Pradaxa is licenced to treat a condition called atrial fibrillation, which is what happens when the electrical rhythms of the heart get out of synch. One effect is a much greater risk of strokes and blood thining drugs like Pradaxa cut the risk. Strokes in the brain are often deadly and if not your life can be horribly limited, so the drug obviously has the potential to do a lot of good. But what’s happend with Pradaxa shows yet again that relying on drug companises to give a full and frank account of the plusses and minuses of their products is a risky business.

This is particularly relevant at the moment with regards to statins and recent claims by a senior researcher that the risk of side effects are very low so there is no problem prescribing them to practically everyone over 50.  What none of the reports make clear is that the data this claim is based solely on trials run by drug companies and that given their record they are not to be trusted. I will soon be posting about this on HealthInsightUK.org.



  1. L.H. Olavius says:

    Most treatments suffers from lack of evidence.

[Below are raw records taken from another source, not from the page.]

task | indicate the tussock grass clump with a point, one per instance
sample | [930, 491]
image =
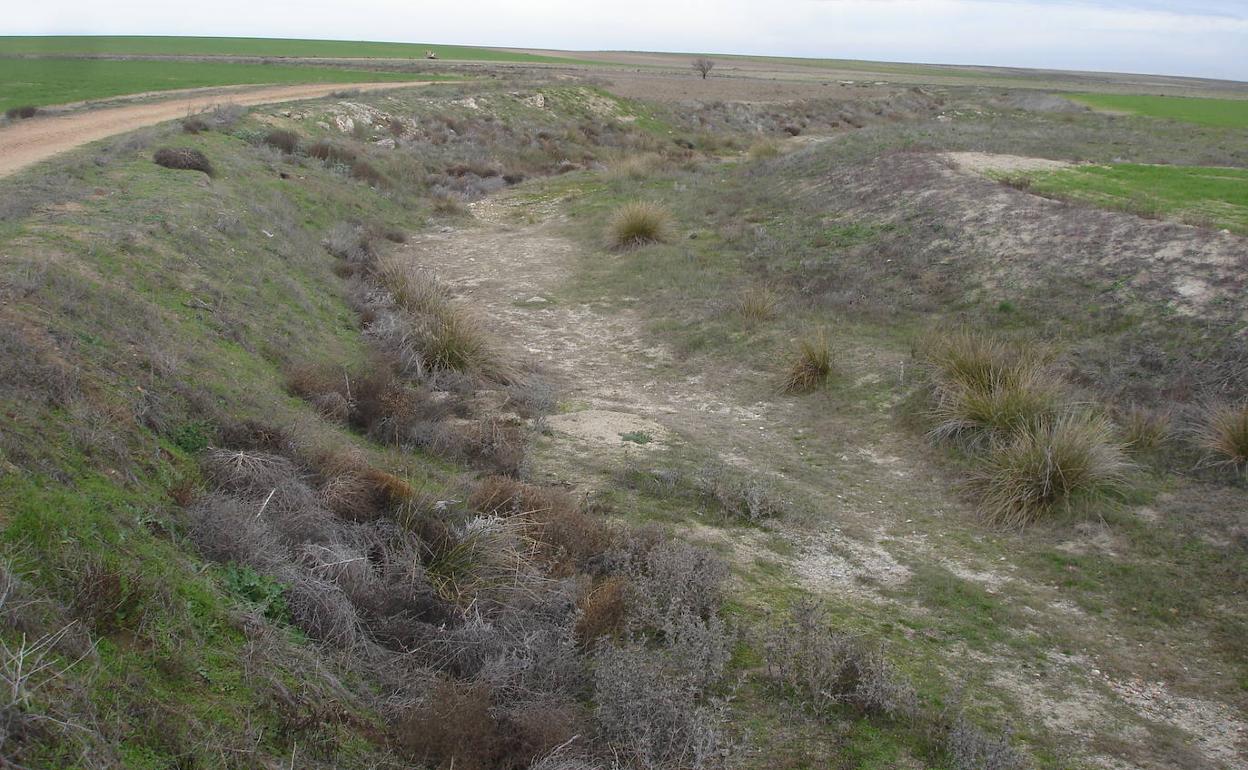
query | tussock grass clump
[985, 388]
[285, 140]
[758, 303]
[813, 365]
[639, 224]
[1047, 467]
[1223, 434]
[182, 159]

    Often when I discuss above figure one of the arguments is, that 80 to 90% of all conventional medicine prescriptions are from the 11% group, but I have never seen actual evidence for that figure.

    Does such data exist?

  2. elainelewis says:

    Hi Jerome, interesting article! Here in the united states, Rx drugs are advertized on TV. The Pradaxa ad is well known to me. The ad says it can cause fatal bleeding and that if you stop taking Pradaxa, it can increase your risk for a stroke (and the whole point of this drug is to decrease your risk for a stroke, ironically)! I can just imagine what all the lawsuits must be about! As you’ve pointed out before, drugs are probably not the appropriate response to diseases caused by lifestyle.

    • Not sure what lifestyle changes work for stroke ; does look as if drug is effective iin cutting stroke, issue seems to be found issue around monitoring and deba

    • Went off too soon; main disputed issue is value of monitoring

    • ChristyRedd says:

      elainelewis……Like millions of other Americans I’ve seen that ad too. I remember the cautions at the end of the ad vividly. Why would anyone want to take a drug that could cause fatal bleeding or increase your risk of having a stroke? Fiona Godlee, Editor, BMJ, also noted “In the balance between benefits and risks it is an uncomfortable truth that most drugs do not work in most patients.”
      Here are a few statistics about conventional drugs in general:
      Adverse drug reactions are believed to cause over 100,000 deaths per year in the U.S. making drugs the third leading cause of death.
      Adverse drug reactions caused over 2 million hospitalizations in 1994 alone.
      Drug-related mortality/morbidity is estimated to cost the U.S. health care system more than $150 BILLION every year.
      19 drugs have been withdrawn from the market since 1998.
      26% of drugs introduced between 1980 and 2006 carry black box warnings (meaning “use at your own risk”).
      That’s good medicine? Not in my book!
      Source: FDA/CDER/PhRMA/AASLD Meeting “Detecting and Investigating Drug Induced Adverse Events, The International Serious Adverse Event Consortium’s Experience to Date”, March 27, 2008,
      Arthur Holden, Chairman, SAEC Ltd.